Al final de ¨Inés del Alma Mía¨ de Isabel Allende, me quedé pensando en el daño que la conquista de América causo en la historia del continente.
Allende describe en detalle como Pedro de Valdivia murió a manos de Lautaro, el destacado líder militar de los Mapuches. Los detalles son aterradores. Según Allende, Lautaro le hizo tragar oro derretido a Valdivia, en venganza por el sufrimiento que el metal hizo pasar a su pueblo. Allende escribe que en parte estos hechos de violencia estaban justificados. O al menos, los Mapuche tenían una venganza en mente por los tormentos que los Españoles les hicieron pasar.
Según los describe Allende, los Españoles les cortaban las narices, los brazos y la punta de los pies. Pero los Mapuche no se rendían, seguían peleando por su tierra, cojos y mancos. En la novela, Inés Suárez, la narradora de la historia, comenta que ella hubiese hecho lo mismo hasta el final. Prefería morir peleando por su tierra, que vivir bajo el mando de los invasores.
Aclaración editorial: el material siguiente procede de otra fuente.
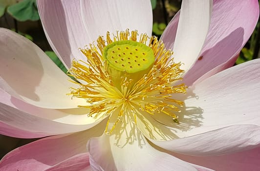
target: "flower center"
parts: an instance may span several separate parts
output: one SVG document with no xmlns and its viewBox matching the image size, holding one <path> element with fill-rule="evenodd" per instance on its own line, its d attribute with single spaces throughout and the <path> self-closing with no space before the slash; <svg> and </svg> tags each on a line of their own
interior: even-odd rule
<svg viewBox="0 0 260 171">
<path fill-rule="evenodd" d="M 97 46 L 81 49 L 87 58 L 72 62 L 69 75 L 81 83 L 75 82 L 80 87 L 71 87 L 70 94 L 86 100 L 86 105 L 79 107 L 89 108 L 89 117 L 108 118 L 107 133 L 119 123 L 131 121 L 143 124 L 151 135 L 164 137 L 163 133 L 153 131 L 153 124 L 145 118 L 166 114 L 178 123 L 184 104 L 173 96 L 186 92 L 186 86 L 177 83 L 183 71 L 157 37 L 142 34 L 137 41 L 137 31 L 127 29 L 111 39 L 108 32 L 106 41 L 100 36 Z"/>
<path fill-rule="evenodd" d="M 103 56 L 112 68 L 129 73 L 145 70 L 154 62 L 153 51 L 149 47 L 132 41 L 115 42 L 108 45 Z"/>
</svg>

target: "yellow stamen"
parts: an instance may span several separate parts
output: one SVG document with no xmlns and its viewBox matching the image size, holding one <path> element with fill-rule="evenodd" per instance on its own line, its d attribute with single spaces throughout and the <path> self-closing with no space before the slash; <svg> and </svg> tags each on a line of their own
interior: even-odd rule
<svg viewBox="0 0 260 171">
<path fill-rule="evenodd" d="M 187 87 L 184 85 L 176 85 L 182 79 L 183 71 L 179 68 L 181 64 L 173 62 L 171 57 L 173 52 L 166 50 L 164 44 L 157 37 L 149 38 L 147 34 L 142 34 L 137 41 L 137 31 L 130 33 L 128 29 L 117 32 L 116 35 L 112 37 L 108 32 L 106 40 L 100 36 L 96 45 L 89 44 L 85 49 L 80 49 L 86 57 L 86 61 L 73 60 L 69 70 L 69 75 L 82 81 L 82 83 L 74 82 L 80 87 L 71 87 L 70 94 L 86 99 L 88 103 L 80 107 L 90 109 L 89 117 L 108 117 L 105 130 L 108 133 L 111 133 L 122 121 L 124 115 L 130 113 L 135 124 L 138 116 L 144 112 L 152 115 L 166 114 L 173 118 L 173 122 L 179 123 L 177 113 L 184 103 L 172 96 L 174 93 L 186 93 Z M 113 63 L 113 69 L 121 72 L 119 76 L 118 73 L 115 74 L 111 69 L 111 63 L 116 61 L 112 57 L 113 48 L 127 47 L 131 48 L 129 52 L 131 52 L 135 46 L 140 46 L 140 43 L 149 49 L 148 52 L 151 49 L 153 53 L 152 61 L 150 61 L 146 66 L 149 69 L 138 70 L 136 66 L 135 68 L 130 67 L 133 65 L 125 66 L 127 64 L 124 61 L 128 59 L 126 56 L 119 58 L 122 61 L 120 64 L 124 66 Z M 117 55 L 121 54 L 117 53 Z M 144 59 L 148 60 L 147 58 Z M 125 67 L 128 69 L 124 69 Z M 145 71 L 140 74 L 138 72 L 140 70 Z M 113 115 L 117 117 L 115 121 L 112 121 Z M 110 123 L 113 125 L 109 128 Z M 145 125 L 149 127 L 147 124 Z M 152 134 L 152 129 L 147 129 Z"/>
</svg>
Décadas después, los Mapuche siguen teniendo una presencia en Chile, pero no lograron sacar a los huincas de su región como Lautaro se lo propuso.
Los invasores de América entraron y salieron con violencia en un ciclo que duró décadas. Las cicatrices de estos estragos siguen vivas en nuestro continente.
Hace falta que todos los americanos sanemos. Esta tierra fue fundada a punta de sangre.